For hotel competitors, the signal matters less than the staffing change. Marriott and Hilton have both publicly downplayed Airbnb's moves into adjacent services, but both chains have also accelerated their own in-property activity rollouts in the past twelve months. Whether that's coincidence or response is hard to say. Either way, the competitive frame for short-term rentals is no longer "Airbnb vs. hotels." It's "Airbnb vs. the rest of the trip."

What Travelers Should Know

For readers booking through Airbnb today, three things have changed:

You can now bundle a stay with a service inside a single Airbnb checkout. The pricing is generally in line with what the same provider would charge directly (sometimes slightly above) plus Airbnb's standard service fee. The trade-off is the platform's payment protection and dispute process, which is genuinely useful if a chef no-shows or a massage doesn't match the listing.

Experiences are worth a second look if you wrote them off in 2022. The relaunched catalog skews higher-quality, partly because Airbnb cut underperforming hosts during the rebuild. Pricing transparency has also improved. Total cost now shows on the listing rather than after add-ons.
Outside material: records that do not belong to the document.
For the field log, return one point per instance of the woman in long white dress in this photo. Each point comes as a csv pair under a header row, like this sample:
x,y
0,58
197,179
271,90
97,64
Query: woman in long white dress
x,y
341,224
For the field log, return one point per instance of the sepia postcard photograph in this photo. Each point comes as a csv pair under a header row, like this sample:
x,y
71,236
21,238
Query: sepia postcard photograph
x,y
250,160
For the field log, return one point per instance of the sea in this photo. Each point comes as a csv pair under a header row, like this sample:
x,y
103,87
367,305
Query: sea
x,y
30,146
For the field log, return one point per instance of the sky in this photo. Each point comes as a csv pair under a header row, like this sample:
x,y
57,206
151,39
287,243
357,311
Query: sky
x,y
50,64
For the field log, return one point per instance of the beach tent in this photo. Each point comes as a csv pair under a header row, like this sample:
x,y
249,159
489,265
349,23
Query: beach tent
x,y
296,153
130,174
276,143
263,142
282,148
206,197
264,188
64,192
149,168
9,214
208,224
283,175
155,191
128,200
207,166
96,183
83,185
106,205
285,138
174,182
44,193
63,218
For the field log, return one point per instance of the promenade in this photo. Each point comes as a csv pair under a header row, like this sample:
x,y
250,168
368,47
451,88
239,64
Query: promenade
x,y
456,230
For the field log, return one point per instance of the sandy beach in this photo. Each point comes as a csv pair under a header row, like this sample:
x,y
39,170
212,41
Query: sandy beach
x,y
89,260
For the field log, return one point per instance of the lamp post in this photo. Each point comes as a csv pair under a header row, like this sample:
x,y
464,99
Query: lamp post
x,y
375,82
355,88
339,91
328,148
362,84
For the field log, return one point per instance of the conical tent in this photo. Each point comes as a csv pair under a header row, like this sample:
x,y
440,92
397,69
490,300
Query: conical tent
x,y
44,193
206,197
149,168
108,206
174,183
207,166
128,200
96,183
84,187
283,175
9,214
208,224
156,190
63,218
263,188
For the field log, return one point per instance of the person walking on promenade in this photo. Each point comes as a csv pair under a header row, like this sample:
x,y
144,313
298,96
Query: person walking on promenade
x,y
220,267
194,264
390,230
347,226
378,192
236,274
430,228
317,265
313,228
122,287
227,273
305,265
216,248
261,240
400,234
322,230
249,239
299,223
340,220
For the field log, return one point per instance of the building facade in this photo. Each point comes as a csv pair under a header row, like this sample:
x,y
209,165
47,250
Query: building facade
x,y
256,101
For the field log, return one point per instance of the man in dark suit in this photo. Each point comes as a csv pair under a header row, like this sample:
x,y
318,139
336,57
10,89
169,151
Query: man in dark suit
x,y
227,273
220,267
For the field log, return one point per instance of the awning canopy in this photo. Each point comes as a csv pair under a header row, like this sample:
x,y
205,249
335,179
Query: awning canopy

Credit-card category coding is unchanged. Airbnb stays still code as travel on most major issuers, which means the Chase Sapphire Preferred, Capital One Venture X, and American Express Gold continue to be the best earn-rate options for these bookings. There is no Airbnb-specific loyalty currency to chase. If you're picking a card for Airbnb spend, it's the same conversation as any other travel booking. See our best travel credit cards breakdown for the current shortlist.

The Bottom Line

The "everything app" pitch is, a year in, a real product expansion rather than a slogan. Services and the relaunched Experiences platform have shipped, scaled, and started generating revenue. What hasn't shipped, and likely won't soon, is the Airbnb-branded points program some readers were hoping to start chasing. For now, the reward math on Airbnb stays still runs through your credit card, not through Airbnb itself.